Table 2 summarizes the overall diagnostic performance of the six radiologists and AI-CAD. The AI-CAD program itself showed higher specificity (84.9% vs. 56.6%, P<0.001), PPV (79.7% vs. 60.1%, P<0.001), and accuracy (85.4% vs. 72.4%, P<0.001), with lower sensitivity (86.1% vs. 95.4%, P<0.001) and NPV (89.9% vs. 94.7%, P=0.002) than the radiologists. The AUC was lower with AI-CAD than for the unaided radiologists, but without statistical significance (0.855 vs. 0.895, P=0.050). After applying AI-CAD, the specificity, PPV, and accuracy of the radiologists significantly improved in both sequential reading and simultaneous reading (all P<0.001). When simultaneous reading was compared to sequential reading, specificity, PPV, and accuracy were significantly higher in simultaneous reading (all P<0.001) for both the experienced and inexperienced radiologists. The AUC did not significantly improve after AI-CAD was implemented in both the sequential and simultaneous reading workflows, with changes from 0.908 and 0.913 to 0.895, respectively (P=0.093 and P=0.099, respectively).
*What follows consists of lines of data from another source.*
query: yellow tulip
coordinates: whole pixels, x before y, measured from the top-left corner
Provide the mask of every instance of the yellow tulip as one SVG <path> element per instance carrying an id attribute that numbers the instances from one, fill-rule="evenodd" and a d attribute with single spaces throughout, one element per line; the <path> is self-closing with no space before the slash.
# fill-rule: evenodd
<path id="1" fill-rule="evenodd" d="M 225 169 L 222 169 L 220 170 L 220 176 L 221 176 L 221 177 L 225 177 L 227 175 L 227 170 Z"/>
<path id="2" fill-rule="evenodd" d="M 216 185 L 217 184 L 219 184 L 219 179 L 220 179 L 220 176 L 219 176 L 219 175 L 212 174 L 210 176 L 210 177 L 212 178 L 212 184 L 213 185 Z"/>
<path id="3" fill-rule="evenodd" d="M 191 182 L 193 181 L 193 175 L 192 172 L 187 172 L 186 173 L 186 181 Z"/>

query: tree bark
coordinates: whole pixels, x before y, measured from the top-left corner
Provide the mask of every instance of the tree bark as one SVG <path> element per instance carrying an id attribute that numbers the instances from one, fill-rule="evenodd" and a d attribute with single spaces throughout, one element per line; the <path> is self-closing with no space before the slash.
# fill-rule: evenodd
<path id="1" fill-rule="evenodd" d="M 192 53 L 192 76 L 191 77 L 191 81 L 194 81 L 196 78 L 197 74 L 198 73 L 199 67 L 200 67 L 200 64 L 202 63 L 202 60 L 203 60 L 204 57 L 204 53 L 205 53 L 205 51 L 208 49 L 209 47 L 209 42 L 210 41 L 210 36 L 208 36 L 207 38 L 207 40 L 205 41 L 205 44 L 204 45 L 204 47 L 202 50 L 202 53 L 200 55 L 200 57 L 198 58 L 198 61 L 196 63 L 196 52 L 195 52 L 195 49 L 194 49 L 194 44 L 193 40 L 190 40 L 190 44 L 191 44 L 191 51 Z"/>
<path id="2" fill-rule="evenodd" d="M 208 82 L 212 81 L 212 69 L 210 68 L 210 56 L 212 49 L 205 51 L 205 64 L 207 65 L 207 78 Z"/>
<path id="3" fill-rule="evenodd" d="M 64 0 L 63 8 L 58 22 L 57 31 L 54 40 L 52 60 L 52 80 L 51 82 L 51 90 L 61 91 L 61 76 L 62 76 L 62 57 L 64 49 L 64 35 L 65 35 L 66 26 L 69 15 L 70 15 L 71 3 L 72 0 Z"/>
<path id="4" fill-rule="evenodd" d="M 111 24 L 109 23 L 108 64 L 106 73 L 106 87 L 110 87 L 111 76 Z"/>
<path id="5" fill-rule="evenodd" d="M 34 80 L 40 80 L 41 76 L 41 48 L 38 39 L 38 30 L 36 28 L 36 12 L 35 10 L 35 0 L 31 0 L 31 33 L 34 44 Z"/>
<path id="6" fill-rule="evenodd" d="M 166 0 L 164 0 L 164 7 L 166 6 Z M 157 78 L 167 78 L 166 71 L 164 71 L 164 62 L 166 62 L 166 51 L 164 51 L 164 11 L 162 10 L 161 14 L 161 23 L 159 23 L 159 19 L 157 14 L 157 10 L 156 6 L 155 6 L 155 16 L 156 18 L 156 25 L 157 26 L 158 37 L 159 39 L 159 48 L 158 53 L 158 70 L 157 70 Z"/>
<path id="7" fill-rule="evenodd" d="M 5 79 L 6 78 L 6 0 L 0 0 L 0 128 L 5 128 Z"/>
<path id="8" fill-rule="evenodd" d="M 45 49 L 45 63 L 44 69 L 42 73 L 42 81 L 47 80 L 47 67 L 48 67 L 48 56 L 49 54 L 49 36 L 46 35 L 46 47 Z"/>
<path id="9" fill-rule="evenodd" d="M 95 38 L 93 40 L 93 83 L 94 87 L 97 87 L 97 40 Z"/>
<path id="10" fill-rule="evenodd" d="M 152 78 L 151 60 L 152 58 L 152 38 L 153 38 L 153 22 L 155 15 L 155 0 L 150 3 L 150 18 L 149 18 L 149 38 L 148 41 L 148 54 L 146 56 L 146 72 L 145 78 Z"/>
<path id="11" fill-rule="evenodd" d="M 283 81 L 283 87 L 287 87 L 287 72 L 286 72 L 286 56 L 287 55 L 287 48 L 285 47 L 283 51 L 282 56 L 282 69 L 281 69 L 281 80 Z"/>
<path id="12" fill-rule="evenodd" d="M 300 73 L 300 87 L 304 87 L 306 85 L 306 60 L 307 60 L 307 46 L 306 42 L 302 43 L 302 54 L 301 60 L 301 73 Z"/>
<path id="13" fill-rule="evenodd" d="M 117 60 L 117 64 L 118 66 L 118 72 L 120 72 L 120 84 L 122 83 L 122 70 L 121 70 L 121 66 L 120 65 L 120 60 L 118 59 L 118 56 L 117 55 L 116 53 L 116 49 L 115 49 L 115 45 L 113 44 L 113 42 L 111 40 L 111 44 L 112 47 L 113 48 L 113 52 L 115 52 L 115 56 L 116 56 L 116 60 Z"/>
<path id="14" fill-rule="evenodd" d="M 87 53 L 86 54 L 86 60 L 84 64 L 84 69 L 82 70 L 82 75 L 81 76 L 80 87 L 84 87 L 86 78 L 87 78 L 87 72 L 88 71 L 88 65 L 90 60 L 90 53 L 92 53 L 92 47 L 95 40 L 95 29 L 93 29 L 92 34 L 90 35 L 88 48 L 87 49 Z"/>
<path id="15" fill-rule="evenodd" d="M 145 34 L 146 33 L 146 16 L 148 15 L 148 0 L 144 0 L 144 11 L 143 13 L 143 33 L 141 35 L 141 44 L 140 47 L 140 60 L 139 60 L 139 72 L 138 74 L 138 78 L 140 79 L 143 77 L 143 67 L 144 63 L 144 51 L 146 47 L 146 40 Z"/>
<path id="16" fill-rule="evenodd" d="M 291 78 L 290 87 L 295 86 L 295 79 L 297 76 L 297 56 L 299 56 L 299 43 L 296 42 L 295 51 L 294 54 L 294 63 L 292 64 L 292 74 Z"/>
Comparison of diagnostic performance between the six radiologists and AI-CAD according to workflow

Diagnostic Performance of Radiologists According to Experience Level after Implementation of AI-CAD

When the radiologists were divided according to experience level, specificity, PPV, and accuracy significantly improved in both the experienced and inexperienced groups for both sequential and simultaneous reading (all P<0.05, respectively) (Table 3). For the inexperienced radiologists, the AUC increased from 0.868 to 0.891, but without statistical significance, in sequential reading (P=0.108), while it significantly improved from 0.868 to 0.904 in simultaneous reading (P=0.027) (Fig. 3). For the experienced radiologists, the AUC did not show a significant improvement in either sequential or simultaneous reading (P=0.502 and P=0.913).

Comparison of diagnostic performance according to experience level and workflow

Fig. 3.

Representative cases of inexperienced readers with each result by sequential and simultaneous reading.
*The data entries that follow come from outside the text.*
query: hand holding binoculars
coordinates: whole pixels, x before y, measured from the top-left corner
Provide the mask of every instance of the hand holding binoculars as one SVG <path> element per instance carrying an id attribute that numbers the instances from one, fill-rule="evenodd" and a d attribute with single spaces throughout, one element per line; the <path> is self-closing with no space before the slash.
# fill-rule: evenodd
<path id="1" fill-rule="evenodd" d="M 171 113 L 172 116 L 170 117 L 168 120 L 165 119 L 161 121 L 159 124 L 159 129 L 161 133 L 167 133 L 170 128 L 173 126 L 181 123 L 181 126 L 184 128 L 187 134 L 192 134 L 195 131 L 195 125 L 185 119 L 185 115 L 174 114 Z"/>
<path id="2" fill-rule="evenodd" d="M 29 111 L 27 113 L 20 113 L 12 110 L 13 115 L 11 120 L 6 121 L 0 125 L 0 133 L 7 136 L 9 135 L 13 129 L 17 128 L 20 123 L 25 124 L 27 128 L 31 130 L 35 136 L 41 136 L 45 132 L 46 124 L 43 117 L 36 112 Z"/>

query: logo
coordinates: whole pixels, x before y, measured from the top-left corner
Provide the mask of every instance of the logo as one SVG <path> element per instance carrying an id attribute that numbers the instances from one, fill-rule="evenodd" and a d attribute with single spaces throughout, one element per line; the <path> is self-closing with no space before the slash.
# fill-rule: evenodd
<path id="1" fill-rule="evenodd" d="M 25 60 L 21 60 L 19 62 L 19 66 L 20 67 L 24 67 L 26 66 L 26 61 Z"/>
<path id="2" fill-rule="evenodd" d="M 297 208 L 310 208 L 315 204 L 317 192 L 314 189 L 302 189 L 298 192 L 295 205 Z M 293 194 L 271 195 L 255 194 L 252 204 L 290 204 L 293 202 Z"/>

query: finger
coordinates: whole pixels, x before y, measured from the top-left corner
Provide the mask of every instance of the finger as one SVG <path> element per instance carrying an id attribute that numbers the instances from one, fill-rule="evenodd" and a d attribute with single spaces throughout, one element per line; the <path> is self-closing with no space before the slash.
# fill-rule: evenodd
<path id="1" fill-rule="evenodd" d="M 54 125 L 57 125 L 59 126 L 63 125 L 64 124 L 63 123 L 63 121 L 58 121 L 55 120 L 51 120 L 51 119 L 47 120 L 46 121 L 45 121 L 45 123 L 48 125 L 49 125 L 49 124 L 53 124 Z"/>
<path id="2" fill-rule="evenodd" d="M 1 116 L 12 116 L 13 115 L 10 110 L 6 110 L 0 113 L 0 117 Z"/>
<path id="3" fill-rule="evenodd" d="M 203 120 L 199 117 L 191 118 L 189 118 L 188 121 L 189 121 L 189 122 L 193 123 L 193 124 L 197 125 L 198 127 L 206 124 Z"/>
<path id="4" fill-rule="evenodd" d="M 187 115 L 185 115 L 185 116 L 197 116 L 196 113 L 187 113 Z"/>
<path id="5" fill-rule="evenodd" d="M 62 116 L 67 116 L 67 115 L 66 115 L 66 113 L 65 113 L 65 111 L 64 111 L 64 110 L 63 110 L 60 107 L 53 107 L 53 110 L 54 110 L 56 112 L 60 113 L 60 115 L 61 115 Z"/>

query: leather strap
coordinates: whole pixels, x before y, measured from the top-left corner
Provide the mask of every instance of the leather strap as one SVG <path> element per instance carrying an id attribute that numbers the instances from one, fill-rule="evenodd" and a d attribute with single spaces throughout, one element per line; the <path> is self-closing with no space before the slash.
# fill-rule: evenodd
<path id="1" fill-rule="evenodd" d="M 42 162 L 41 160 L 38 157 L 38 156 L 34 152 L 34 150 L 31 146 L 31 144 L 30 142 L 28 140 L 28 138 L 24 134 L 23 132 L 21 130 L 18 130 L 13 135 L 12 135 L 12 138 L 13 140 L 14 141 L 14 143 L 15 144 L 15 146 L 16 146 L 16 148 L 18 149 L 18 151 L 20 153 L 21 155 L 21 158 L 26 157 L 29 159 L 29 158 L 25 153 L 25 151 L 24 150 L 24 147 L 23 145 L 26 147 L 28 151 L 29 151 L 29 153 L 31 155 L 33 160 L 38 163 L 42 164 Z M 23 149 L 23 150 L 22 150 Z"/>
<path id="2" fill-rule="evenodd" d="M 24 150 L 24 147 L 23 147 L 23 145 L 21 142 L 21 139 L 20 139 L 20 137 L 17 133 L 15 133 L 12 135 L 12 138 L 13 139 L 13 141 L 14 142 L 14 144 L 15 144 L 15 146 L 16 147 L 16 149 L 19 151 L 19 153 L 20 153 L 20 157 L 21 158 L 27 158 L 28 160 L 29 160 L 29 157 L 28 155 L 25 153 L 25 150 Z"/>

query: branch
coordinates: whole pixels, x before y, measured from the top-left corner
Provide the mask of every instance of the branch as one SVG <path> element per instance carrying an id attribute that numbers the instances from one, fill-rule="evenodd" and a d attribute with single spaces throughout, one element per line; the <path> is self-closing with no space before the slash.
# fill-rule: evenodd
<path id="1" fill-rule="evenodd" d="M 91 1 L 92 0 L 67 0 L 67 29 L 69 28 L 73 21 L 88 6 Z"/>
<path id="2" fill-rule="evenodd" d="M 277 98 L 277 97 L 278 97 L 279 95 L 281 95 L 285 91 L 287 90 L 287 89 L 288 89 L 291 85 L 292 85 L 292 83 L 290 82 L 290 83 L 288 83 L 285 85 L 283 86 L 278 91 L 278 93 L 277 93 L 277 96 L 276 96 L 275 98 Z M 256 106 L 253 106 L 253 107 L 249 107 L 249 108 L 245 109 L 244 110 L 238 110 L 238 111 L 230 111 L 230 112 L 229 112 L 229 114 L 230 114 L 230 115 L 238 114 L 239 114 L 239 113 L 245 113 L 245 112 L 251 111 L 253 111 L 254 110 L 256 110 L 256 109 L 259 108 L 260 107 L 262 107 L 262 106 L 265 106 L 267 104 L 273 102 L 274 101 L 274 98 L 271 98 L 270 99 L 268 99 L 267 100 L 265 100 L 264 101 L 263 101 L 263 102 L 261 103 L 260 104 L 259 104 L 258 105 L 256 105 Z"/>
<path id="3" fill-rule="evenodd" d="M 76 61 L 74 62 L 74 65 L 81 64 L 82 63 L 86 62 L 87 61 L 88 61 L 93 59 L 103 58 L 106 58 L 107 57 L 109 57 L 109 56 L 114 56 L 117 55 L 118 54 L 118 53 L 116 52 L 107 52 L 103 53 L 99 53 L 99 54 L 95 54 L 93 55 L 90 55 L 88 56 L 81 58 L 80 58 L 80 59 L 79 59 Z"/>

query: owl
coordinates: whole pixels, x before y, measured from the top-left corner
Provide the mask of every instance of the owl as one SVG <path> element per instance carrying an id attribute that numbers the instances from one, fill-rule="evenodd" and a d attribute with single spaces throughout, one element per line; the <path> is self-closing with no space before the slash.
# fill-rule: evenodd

A. US image of a 56-year-old woman diagnosed with a 16-mm invasive ductal carcinoma is shown. The inexperienced reader initially diagnosed the lesion as BI-RADS 3, and did not change the result after referring to the AI-CAD result of "possibly malignant" in sequential reading. However, after the washout period, the reader diagnosed the lesion as BI-RADS 4a based on simultaneous reading with AI-CAD. B. US image of a 47-year-old woman diagnosed with a 12-mm fibroadenoma is shown. An inexperienced reader initially diagnosed the lesion as BI-RADS 4a, and did not change the result after referring to the AI-CAD result of "possibly benign" in sequential reading. However, after the washout period, the reader diagnosed the lesion as BI-RADS 3 based on simultaneous reading with AI-CAD. US, ultrasonography; BI-RADS, Breast Imaging Reporting and Data System; AI-CAD, artificial intelligence-based computer-assisted diagnosis.

As for changes in the final assessments after AI-CAD was integrated into breast US, significantly higher proportions of changes were seen in simultaneous reading than in sequential reading (overall, 40.8% and 16.8%, respectively; P<0.001). Similar trends were seen for both the experienced and inexperienced groups (all P<0.001) (Supplementary Tables 1, 2). Moreover, the proportions of change were more significant in the inexperienced group (experienced 35.4% vs. inexperienced 46.2% in simultaneous reading, P<0.001). The conversion rates for breast masses that were initially BI-RADS 2 or 3 to BI-RADS higher than 4a or vice versa, were also significantly higher in simultaneous reading than in sequential reading (overall, 15.8% to 6.2%, respectively; P<0.001). Similar trends were seen for both the experienced and inexperienced groups (all P<0.001) (Supplementary Tables 1, 2).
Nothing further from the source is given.